This is what I used http://www.petco.com/product/112621...um-Plant-Fertilizer.aspx?CoreCat=OnSiteSearch

You should know though that I am a total novice at aquarium plants. Had them maybe 2 months now. Only 1 has died and I had to trim several back, but I am in no way a plant expert. The advice of others here might be better for you to follow, but the root tabs & hood light has worked for me.


----------



## bannlow2471 (Mar 12, 2013)

Thanks very much, I appreciate it! I guess this is a stupid question, but I assume this stuff is safe for Bettas. That's always been my fear ... that I would try to salvage the plants and harm the fish. My tanks are small - two five gallons and a 2.5, so if I have to replace them periodically I guess it's not a huge deal.


----------



## Draug Isilme (Aug 7, 2011)

Root tabs are nice, plants really seem to love them. The only slight downfall to them is they last to about 3 months. If you want a flourish of aquarium plants, it's good to get plant substrate because it will last a year. Otherwise, sticking tabs will do you just fine, especially for heavy root feeders. And I think my last advice about nitrification was leaning more towards the nitrogen cycle, which I believe doesn't quite hapen with planted tanks because the nutrients to make it is already sucked up into the plants... So I apologize if it's not 100% accurate to this situation ^.^; I'll probably look it up more to reafirm the point I was aiming at with plants when I have more time...


----------



## bannlow2471 (Mar 12, 2013)

Draug Isilme said:


> Root tabs are nice, plants really seem to love them. The only slight downfall to them is they last to about 3 months. If you want a flourish of aquarium plants, it's good to get plant substrate because it will last a year. Otherwise, sticking tabs will do you just fine, especially for heavy root feeders. And I think my last advice about nitrification was leaning more towards the nitrogen cycle, which I believe doesn't quite hapen with planted tanks because the nutrients to make it is already sucked up into the plants... So I apologize if it's not 100% accurate to this situation ^.^; I'll probably look it up more to reafirm the point I was aiming at with plants when I have more time...
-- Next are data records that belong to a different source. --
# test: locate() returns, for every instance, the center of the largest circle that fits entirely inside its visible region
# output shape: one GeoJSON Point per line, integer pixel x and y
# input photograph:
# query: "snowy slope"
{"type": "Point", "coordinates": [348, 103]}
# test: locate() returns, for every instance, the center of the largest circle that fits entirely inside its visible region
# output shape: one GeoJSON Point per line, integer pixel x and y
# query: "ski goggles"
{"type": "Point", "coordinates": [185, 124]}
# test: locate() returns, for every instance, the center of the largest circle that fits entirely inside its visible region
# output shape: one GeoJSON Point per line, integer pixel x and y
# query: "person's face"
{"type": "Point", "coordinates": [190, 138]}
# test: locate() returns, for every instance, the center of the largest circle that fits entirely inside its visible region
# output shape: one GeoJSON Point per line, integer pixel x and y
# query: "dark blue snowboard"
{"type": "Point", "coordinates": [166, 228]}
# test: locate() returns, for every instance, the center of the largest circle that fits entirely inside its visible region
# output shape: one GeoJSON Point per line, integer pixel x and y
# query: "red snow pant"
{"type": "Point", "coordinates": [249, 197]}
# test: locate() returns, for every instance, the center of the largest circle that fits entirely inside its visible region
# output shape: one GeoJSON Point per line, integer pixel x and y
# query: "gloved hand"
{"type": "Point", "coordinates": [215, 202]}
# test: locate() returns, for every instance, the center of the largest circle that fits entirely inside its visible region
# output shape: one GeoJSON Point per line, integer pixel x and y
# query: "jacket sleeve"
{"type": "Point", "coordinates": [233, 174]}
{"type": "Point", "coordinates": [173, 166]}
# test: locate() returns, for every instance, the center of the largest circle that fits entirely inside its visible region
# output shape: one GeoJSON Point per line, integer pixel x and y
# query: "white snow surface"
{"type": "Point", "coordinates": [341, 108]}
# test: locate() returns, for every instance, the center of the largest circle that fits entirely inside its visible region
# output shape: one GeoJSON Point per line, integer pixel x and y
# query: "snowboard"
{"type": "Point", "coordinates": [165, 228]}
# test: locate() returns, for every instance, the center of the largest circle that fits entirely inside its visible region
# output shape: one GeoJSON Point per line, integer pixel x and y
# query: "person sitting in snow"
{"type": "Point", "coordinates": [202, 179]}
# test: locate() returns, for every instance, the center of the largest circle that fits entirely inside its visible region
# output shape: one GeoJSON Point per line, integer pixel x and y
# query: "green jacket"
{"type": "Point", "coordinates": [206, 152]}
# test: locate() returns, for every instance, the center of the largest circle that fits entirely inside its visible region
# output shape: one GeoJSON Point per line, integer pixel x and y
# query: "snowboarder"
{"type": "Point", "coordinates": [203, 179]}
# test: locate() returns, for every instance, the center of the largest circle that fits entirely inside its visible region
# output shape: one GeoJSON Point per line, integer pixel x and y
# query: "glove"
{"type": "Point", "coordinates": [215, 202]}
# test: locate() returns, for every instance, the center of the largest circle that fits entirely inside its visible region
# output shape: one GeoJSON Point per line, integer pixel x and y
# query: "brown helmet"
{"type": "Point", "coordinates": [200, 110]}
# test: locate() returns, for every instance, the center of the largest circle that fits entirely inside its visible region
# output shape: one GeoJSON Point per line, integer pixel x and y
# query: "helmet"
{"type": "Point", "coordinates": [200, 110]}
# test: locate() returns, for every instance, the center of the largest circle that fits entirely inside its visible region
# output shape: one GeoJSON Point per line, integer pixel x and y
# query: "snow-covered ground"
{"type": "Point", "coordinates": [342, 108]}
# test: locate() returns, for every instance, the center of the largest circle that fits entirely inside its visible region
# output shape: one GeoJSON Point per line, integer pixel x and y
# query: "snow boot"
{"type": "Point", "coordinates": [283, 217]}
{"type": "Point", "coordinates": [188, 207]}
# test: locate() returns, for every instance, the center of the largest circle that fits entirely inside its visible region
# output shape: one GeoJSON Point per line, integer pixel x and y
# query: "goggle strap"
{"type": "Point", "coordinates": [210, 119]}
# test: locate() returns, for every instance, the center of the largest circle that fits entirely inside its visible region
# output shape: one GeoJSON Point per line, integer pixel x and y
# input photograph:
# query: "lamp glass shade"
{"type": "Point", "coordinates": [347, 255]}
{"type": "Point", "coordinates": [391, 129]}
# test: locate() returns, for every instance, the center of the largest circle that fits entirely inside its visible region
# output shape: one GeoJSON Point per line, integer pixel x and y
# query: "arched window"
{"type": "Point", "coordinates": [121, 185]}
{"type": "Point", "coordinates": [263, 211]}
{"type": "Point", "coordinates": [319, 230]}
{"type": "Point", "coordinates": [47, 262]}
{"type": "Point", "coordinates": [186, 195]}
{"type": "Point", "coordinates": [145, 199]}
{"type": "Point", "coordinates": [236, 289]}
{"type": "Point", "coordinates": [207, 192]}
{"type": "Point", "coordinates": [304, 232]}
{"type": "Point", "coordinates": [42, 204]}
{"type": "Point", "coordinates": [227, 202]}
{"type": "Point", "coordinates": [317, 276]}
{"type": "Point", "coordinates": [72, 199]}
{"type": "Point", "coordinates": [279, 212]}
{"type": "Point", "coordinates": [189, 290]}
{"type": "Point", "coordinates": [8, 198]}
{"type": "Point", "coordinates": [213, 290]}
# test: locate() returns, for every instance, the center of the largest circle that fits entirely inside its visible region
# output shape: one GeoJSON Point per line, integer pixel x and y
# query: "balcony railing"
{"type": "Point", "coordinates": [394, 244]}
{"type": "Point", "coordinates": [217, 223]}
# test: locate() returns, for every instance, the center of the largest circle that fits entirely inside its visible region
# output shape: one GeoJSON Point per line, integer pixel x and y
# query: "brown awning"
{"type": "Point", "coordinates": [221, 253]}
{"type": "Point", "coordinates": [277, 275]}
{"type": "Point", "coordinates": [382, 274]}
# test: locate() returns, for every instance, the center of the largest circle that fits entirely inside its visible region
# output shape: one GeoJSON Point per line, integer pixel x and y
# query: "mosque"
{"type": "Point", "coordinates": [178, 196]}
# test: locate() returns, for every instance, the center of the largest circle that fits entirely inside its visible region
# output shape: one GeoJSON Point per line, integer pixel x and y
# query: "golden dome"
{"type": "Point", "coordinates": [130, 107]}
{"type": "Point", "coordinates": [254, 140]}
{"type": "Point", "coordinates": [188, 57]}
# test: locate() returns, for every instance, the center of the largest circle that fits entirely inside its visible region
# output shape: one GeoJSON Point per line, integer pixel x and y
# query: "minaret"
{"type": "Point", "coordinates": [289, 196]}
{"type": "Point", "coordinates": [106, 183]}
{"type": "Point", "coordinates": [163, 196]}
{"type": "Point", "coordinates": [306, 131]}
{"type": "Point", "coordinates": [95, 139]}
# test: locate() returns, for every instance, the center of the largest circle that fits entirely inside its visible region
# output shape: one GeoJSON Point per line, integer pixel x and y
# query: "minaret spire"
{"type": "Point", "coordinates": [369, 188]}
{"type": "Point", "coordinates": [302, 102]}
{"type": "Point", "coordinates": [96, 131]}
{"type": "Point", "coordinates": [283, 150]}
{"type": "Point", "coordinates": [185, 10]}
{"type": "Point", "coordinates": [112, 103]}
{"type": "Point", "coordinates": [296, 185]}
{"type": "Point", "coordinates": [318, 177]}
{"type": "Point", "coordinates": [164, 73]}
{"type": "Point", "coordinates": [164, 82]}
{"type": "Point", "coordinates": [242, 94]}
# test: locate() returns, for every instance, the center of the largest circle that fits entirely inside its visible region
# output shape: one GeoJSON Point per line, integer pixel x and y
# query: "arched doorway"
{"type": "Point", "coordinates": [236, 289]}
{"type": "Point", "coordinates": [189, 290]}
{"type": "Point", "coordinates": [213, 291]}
Thanks for the help. I'll try root tabs. I do have some natural aquarium stones in there but no sand or anything like that.


----------



## justmel (Apr 1, 2013)

@ Draug Isilme - I enjoyed reading the information about nitrification and am very sure I will be able to use it.

bannlow - I have regular aquarium gravel in my tank. It's about 2 - 2 1/2 inches deep so the plants had enough, but it doesn't give me trouble. Eventually I will be changing to all NPTs, but as I'm moving in a couple months that will have to wait till after the move. I'm not sure plant substrate would work for a 2.5 gallon tank well, but you might be able to d something with your 5 gallon tanks if you wanted.


----------



## bannlow2471 (Mar 12, 2013)

@justmel, thank you so much. I have a lot to learn and am just feeling my way and soaking up all the knowledge here. Lots of thanks to all who have responded!


----------



## justmel (Apr 1, 2013)

I know exactly how you feel bannlow. I joined the site after you, but have been on it reading almost constantly since then. I've only just recently started feeling like I can help a few people in return for all the help I've found. If you ever feel the need feel free to PM me with questions too.


----------



## bannlow2471 (Mar 12, 2013)

justmel said:


> I know exactly how you feel bannlow. I joined the site after you, but have been on it reading almost constantly since then. I've only just recently started feeling like I can help a few people in return for all the help I've found. If you ever feel the need feel free to PM me with questions too.


Thanks, I will!


----------



## Fenghuang (Dec 28, 2012)

The lucky bamboo plant (Dracaena sanderiana) pet stores sell is not aquatic plant, so if you're using it, make sure you don't fully submerge it. Most of the plant should be out of the water. Otherwise, it's going to eventually die, rot, and mess up your water.


----------



## bannlow2471 (Mar 12, 2013)

Fenghuang said:


> The lucky bamboo plant (Dracaena sanderiana) pet stores sell is not aquatic plant, so if you're using it, make sure you don't fully submerge it. Most of the plant should be out of the water. Otherwise, it's going to eventually die, rot, and mess up your water.




Thanks for the tip! I will remember that!


----------



## Fenghuang (Dec 28, 2012)

Also, in your avatar, the spiky grass-like plant in the left corner? It looks like it could be mondo grass, which is not truly aquatic either. A lot of pet stores sell terrestrial plants as water plants. They'll last a while, but eventually, they'll deteriorate. If you gotten any, that could be why they are dying. That could also be part of the problem. Make sure to be careful when you by plants, especially from chain stores. 

Some nonaquatic and semi-aquatic plants commonly sold as aquatic plants:

Aluminum plant 
Arrowhead
Aqua fern
Bichetii grass
Borneo sword
Cherry hedge
Brazilian sword
Fountain plant 
Lucky bamboo 
Malayan swordplant
Mondo grass
Neanthebella palm
Nerve plant
Peacock fern
Pineapple plant 
Purple waffle
Ribbon plant 
Scarlet hygro
Sweetflag
Umbrella plant


----------